Inpage urdu到unicode乌尔都语转换器

时间:2012-11-11 09:32:03

标签: php unicode converter

Inpage是一个乌尔都语软件,我们可以用它来编写乌尔都语。我发现a website提供了将Inpage Urdu文本转换为Unicode Urdu的功能here

我想在PHP中使用该功能。
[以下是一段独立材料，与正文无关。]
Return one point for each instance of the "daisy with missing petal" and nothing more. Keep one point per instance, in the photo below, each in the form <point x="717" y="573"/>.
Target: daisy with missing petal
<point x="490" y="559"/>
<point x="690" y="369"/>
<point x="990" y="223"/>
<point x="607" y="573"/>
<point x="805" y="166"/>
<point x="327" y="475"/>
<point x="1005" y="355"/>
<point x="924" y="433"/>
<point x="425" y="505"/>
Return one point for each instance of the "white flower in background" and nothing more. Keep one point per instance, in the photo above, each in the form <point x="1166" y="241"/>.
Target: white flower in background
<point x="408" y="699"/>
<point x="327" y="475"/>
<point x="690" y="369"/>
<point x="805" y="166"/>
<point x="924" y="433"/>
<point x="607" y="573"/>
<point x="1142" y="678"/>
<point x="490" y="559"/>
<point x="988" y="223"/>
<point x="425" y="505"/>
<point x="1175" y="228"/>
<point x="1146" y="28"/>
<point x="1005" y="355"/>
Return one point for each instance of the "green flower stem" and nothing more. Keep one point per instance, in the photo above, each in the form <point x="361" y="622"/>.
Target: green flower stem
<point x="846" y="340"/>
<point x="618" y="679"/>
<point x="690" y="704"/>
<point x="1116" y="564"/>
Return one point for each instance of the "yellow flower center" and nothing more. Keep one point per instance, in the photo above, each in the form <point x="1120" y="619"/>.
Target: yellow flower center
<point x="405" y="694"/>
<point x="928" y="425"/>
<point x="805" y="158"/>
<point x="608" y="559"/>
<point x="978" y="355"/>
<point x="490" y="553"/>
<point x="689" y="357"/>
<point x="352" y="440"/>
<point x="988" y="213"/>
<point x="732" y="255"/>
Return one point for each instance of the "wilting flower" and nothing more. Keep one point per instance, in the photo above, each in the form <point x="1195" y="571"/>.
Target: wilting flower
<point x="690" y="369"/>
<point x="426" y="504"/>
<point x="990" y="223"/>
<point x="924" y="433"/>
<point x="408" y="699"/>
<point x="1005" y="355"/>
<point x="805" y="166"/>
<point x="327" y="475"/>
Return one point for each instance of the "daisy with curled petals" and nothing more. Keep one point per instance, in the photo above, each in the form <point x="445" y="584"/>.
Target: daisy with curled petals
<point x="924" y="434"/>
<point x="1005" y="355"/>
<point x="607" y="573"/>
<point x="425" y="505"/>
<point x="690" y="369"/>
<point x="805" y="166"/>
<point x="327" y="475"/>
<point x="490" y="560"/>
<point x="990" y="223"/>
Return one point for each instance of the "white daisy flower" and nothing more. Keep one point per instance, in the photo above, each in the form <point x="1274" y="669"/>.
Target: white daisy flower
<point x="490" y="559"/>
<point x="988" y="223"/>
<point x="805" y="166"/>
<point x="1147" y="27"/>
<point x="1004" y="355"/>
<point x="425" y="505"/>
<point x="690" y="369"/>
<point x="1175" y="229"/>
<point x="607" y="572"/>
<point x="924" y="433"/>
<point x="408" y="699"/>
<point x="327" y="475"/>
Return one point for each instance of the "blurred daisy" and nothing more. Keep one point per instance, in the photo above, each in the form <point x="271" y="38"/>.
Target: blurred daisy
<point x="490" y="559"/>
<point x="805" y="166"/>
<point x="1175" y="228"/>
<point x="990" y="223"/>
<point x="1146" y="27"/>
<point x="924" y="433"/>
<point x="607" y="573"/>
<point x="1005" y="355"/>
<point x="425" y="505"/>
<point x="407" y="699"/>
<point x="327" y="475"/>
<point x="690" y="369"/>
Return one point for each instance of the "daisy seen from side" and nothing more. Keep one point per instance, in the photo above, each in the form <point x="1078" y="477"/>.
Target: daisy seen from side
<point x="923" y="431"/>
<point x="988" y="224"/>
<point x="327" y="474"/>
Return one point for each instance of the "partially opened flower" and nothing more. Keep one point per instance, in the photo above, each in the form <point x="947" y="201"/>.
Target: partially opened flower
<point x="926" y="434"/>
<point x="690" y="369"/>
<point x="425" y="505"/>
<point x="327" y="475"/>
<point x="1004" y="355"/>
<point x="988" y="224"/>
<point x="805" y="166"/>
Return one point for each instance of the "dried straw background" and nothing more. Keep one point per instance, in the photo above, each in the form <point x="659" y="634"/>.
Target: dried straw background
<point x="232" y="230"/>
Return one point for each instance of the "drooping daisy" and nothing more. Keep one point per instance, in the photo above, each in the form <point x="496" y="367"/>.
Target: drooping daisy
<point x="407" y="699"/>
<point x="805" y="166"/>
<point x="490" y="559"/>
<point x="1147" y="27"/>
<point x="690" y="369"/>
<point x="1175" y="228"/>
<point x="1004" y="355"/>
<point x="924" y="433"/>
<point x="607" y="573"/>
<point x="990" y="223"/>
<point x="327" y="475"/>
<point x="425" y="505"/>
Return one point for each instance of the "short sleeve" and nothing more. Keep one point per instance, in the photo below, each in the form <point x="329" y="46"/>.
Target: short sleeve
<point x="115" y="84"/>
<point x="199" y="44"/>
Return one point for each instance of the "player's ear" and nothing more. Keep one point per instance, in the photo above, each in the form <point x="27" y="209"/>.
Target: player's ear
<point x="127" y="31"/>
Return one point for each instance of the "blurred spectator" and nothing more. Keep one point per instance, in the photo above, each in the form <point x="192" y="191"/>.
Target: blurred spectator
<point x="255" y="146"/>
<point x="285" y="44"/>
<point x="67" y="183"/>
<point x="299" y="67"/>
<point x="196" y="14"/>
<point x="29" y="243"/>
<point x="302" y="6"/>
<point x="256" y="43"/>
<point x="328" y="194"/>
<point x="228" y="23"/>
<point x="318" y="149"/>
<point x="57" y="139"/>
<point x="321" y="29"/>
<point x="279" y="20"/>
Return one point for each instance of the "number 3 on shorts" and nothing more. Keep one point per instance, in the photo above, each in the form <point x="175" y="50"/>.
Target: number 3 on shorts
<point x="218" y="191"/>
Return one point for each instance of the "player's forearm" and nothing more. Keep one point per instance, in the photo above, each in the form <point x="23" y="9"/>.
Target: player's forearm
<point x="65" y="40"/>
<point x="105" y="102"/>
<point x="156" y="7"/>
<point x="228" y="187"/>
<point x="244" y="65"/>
有没有办法做到这一点?

提前致谢。

2 个答案:

答案 0 :(得分:6)

有一个开源的Inpage Urdu到Unicode Urdu Converter Pak Inpage To Unicode Converter,它是在Vb.net开发的,但你可以得到线索。 http://dl.dropbox.com/u/2700846/_InPageConverter.zip

开始:

  1. 在文本框中复制Inpage文本。
  2. 将此文字带入Php。
  3. 将文本转换为字节数组。

    for($i = 0; $i < strlen($inpage_data); ++$i) {

    $inp_code = ord($inpage_data[$i]);
    
    if ($inp_code == 128)
     {
         $unicode_urdu = $unicode_urdu . 'ب';
     }      
    

    } echo $unicode_urdu; ?>

  4. Inpage中的每个单词都有唯一的代码,例如,Alif = 129,Bay = 128,Pay = 146.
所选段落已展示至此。